The arbitrator's decision was thrown out on the grounds that the rewritten publishing contract did not match the intent of the original document. Arbitrators are allowed to rewrite legally binding agreements, but only so long as the resulting agreement matches the spirit of the original document. Timegate and SouthPeak's original publishing agreement was very clear that Timegate would retain all IP rights for the brand -- changing this was beyond the scope of the original contract's intent and was therefore inappropriate.

This all started back in the neolithic caveman days of 2009, when Timegate sued SouthPeak, claiming that the publisher had altered revenue reports in order to retain royalties meant for Timegate, which is embezzlement.

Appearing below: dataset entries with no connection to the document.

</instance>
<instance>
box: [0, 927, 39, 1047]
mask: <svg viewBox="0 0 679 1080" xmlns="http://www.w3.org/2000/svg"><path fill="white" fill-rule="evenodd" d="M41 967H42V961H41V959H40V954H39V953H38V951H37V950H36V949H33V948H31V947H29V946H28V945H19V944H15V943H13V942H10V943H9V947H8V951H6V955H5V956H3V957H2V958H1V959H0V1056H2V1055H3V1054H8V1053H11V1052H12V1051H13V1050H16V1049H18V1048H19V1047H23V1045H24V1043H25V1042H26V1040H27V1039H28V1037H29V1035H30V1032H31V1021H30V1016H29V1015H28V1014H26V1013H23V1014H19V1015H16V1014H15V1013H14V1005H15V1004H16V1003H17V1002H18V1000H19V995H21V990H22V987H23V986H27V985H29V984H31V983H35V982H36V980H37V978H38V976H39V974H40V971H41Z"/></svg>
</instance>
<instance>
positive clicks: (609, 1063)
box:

SouthPeak countersued, claiming that Timegate fraudulently misrepresented itself in order to convince SouthPeak (which acquired original Section 8 publisher Gamecock) to enter into the publishing agreement. It also claimed that Section 8's lackluster retail performance was solely Timegate's fault, and that Timegate had failed to contribute a required $2.5 million in development funds, misused the $7.5 million in development funds provided by SouthPeak, and failed to give SouthPeak revenue from Section 8's PC sequel and PS3 port.

This tale is likely far from over, however, as SouthPeak still has the ability to appeal Judge Ellison's ruling.